City folk mingle with country alpacas at weekend event

Couple open ranch every year to show off unusual side business

Tommy Lintner, 17 months, Ottawa, pets an alpaca Saturday at Kaw Valley Alpacas in Tonganoxie. The farm will be open from 10 a.m. to 4 p.m. today.

Macel Koerth walks through a group of young female alpacas, which are being weaned away from their mothers.

She calls each alpaca by name as she hand-feeds them small nutritional food pellets. Some of the more outgoing alpacas begin to nose their way to the front, trying to get another morsel. The shyer alpacas hang back and wait for a turn. Others just hum with excitement.

“You know why they hum? Because they don’t know the words,” Koerth said with a laugh. “That’s an old alpaca joke. That’s how they communicate. They’ll hum if they are content or they’ll hum if they’re stressed.”

For a third year, Macel and her husband, Bruce Koerth, have opened their southern Tonganoxie ranch, Kaw Valley Alpacas, to the public as part of the National Alpaca Farm Days.

The two-day event on the last weekend in September gives the Koerths an opportunity to share their side business with other people in the area.

It also gives the 46 alpacas a chance to get a little more attention.

“They love farm day and visitors because they get lots of extra pellets,” Koerth said. “I love people coming out. I could talk their ears off about alpacas.

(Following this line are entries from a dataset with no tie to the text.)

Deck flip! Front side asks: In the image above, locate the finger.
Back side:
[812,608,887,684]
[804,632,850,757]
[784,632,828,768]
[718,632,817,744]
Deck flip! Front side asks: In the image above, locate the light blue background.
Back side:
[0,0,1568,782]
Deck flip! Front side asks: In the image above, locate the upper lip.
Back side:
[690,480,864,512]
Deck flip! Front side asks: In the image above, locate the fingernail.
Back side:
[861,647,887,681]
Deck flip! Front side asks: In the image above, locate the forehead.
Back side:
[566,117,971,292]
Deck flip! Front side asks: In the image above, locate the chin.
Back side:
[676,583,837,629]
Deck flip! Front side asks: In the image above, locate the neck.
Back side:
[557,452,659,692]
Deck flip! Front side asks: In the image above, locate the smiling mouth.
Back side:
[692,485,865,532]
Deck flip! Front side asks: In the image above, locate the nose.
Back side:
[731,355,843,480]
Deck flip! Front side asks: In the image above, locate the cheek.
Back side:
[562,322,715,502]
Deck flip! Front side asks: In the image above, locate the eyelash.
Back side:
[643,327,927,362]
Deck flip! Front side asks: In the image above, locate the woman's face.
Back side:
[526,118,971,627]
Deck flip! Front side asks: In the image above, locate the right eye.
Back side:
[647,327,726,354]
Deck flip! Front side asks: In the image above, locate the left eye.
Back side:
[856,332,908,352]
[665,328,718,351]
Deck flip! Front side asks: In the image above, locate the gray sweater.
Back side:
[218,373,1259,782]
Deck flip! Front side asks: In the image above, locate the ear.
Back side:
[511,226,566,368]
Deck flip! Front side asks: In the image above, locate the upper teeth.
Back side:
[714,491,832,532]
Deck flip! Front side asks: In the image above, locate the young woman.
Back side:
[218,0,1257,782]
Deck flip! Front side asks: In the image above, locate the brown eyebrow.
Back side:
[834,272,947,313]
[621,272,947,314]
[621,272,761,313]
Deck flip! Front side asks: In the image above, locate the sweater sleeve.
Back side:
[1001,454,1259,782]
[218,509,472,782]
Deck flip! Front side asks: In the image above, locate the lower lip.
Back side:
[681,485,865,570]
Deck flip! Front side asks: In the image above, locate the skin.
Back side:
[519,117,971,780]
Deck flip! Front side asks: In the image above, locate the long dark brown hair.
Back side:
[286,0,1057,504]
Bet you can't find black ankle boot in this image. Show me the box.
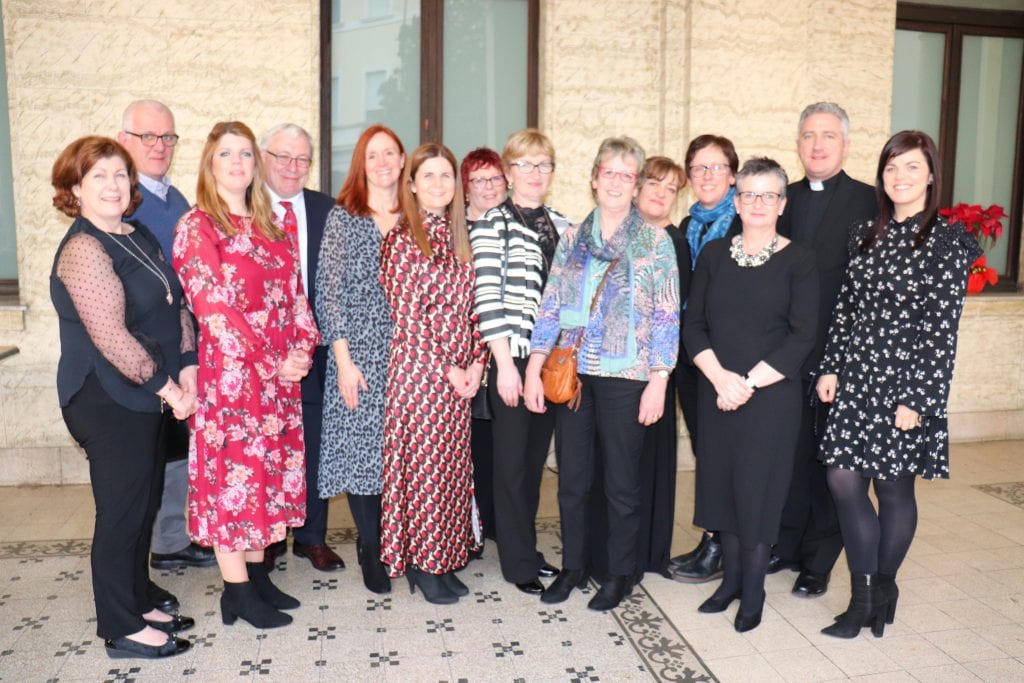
[672,533,722,584]
[821,573,888,638]
[585,575,633,611]
[406,567,459,605]
[541,567,590,604]
[246,562,301,609]
[220,581,292,629]
[355,537,391,595]
[669,531,711,570]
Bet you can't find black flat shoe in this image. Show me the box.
[143,614,196,633]
[103,636,191,659]
[793,569,828,598]
[541,569,590,604]
[515,579,544,595]
[150,543,217,569]
[537,553,558,579]
[441,571,469,598]
[146,581,180,614]
[697,594,739,614]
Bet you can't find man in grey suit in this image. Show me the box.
[260,123,345,571]
[768,102,878,597]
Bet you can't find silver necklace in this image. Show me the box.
[729,234,778,268]
[103,230,174,306]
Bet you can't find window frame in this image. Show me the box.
[896,2,1024,292]
[318,0,541,192]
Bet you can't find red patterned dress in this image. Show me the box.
[381,214,483,577]
[174,208,319,552]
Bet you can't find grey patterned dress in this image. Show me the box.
[316,206,391,498]
[818,216,981,479]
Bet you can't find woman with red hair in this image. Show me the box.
[316,125,406,593]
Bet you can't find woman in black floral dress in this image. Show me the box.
[817,131,981,638]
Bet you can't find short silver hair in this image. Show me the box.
[736,157,790,200]
[797,102,850,140]
[259,123,313,155]
[121,99,174,132]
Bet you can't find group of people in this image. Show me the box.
[50,100,978,657]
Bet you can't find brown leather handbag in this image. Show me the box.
[541,259,618,411]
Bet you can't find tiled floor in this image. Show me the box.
[0,441,1024,683]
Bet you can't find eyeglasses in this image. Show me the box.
[263,150,313,171]
[688,164,732,177]
[512,161,555,175]
[736,193,782,206]
[597,166,637,184]
[469,175,505,189]
[125,130,178,147]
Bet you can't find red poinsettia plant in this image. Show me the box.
[939,203,1007,294]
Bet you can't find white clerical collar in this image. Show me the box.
[138,173,171,202]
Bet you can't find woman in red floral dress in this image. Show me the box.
[174,122,319,628]
[381,143,483,604]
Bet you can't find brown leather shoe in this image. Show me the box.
[263,541,288,571]
[292,540,345,571]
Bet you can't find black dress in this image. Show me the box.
[819,216,981,479]
[683,240,818,547]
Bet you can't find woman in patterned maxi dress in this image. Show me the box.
[174,122,319,628]
[316,125,406,593]
[381,143,483,603]
[817,131,981,638]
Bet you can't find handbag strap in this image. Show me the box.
[572,258,618,351]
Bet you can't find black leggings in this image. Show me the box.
[825,467,918,575]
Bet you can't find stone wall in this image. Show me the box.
[0,0,1024,484]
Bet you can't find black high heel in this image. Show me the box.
[246,562,302,609]
[821,573,889,638]
[406,567,459,605]
[541,568,590,604]
[220,581,292,629]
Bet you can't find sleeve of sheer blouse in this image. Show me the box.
[57,233,170,393]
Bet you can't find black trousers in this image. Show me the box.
[487,358,555,584]
[556,375,647,577]
[775,380,843,573]
[292,401,330,546]
[61,375,161,638]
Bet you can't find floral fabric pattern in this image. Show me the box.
[818,216,981,479]
[174,209,319,552]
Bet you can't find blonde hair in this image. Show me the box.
[196,121,278,241]
[398,142,473,263]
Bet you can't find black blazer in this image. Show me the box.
[302,189,334,404]
[776,171,879,377]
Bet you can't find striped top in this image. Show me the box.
[469,200,570,358]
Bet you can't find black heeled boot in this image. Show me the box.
[821,573,888,638]
[672,533,723,584]
[220,581,292,629]
[541,567,590,604]
[589,575,633,611]
[406,567,459,605]
[669,531,712,570]
[246,562,301,609]
[355,537,391,595]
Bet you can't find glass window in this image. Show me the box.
[443,0,528,160]
[324,0,420,195]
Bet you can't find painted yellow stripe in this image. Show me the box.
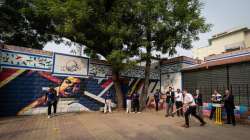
[0,70,25,88]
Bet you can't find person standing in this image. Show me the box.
[154,89,160,111]
[209,90,222,120]
[104,90,112,113]
[165,87,175,117]
[195,89,203,117]
[175,89,183,117]
[126,94,131,113]
[183,90,206,128]
[131,92,140,113]
[223,90,236,126]
[45,87,57,118]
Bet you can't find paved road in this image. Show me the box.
[0,111,250,140]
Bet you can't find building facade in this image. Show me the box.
[182,49,250,107]
[192,27,250,60]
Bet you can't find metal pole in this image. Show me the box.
[247,84,250,108]
[238,85,240,105]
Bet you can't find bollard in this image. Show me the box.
[214,104,222,125]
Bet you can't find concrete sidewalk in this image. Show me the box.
[0,111,250,140]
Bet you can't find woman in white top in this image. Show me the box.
[183,90,206,128]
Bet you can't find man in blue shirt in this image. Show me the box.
[104,90,112,113]
[154,89,160,111]
[45,87,57,118]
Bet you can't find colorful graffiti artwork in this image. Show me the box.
[0,68,160,116]
[89,63,112,78]
[53,53,89,76]
[1,50,52,71]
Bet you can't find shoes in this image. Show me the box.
[200,122,206,126]
[182,124,189,128]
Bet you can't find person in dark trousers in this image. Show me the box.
[165,87,175,117]
[104,90,112,113]
[209,90,222,120]
[175,89,183,117]
[131,92,140,113]
[194,89,203,117]
[45,87,57,118]
[183,90,206,128]
[223,90,236,126]
[154,89,160,111]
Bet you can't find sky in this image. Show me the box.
[44,0,250,57]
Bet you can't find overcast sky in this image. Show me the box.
[44,0,250,57]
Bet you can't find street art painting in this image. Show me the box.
[89,63,112,78]
[52,53,89,77]
[1,50,52,71]
[0,68,115,116]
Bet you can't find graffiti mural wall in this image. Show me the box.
[0,46,159,116]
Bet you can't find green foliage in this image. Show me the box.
[134,0,211,56]
[22,0,140,69]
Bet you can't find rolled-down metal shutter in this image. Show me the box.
[229,62,250,107]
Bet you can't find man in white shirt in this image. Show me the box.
[183,90,206,128]
[175,89,183,117]
[209,90,222,120]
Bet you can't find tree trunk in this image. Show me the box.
[112,70,123,110]
[140,49,151,111]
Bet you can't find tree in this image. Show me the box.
[0,0,52,49]
[133,0,210,109]
[22,0,140,108]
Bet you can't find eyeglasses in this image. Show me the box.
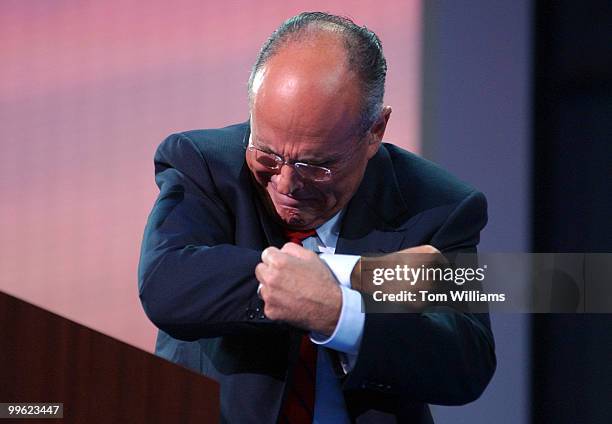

I especially love watching kids with the alpacas.”

This was the first time Eilene Lawrence and her granddaughter Paige Lawrence have come out to the ranch from their home in Lawrence.

Lawrence said it was nice for children and adults who live in the city to come out to the country and see and learn about the animals.

Paige said she liked going because the alpacas were cute.

“They have pretty little faces,” she said.

Also joining the Koerths during the event was Sharron Shaw, owner of La Costa Alpacas in Platte City, Mo. Shaw boards her alpacas at Kaw Valley Alpacas because she is in the process of finding some land for her own ranch.

Shaw said she had always been uneasy around animals, but that all changed when she and her husband, Jim, started buying alpacas 8 years ago.

She fell in love with them, and now La Costa Alpacas keeps anywhere from 60 to 80 alpacas in Tonganoxie, Junction City and Tacoma, Wash.

Shaw has become very attached to her alpacas, and when one of her favorite alpacas, Lola Falana, was killed by a pack of wild dogs this April at Kaw Valley Alpacas, it broke her heart.

“I cried and cried,” Shaw said. “She was special from the first time that we saw her. She just had a presence about her.”

She said they named that alpaca after actress and singer Lola Falana because a white tuft of hair and her personality made her very flamboyant.

Since the incident, the Koerths have taken extra precautions to make sure the alpacas stay safe.

Kaw Valley Alpacas, 22925 Hemphill Road, Tonganoxie, will continue the farm tour from 10 a.m. to 4 p.m. today.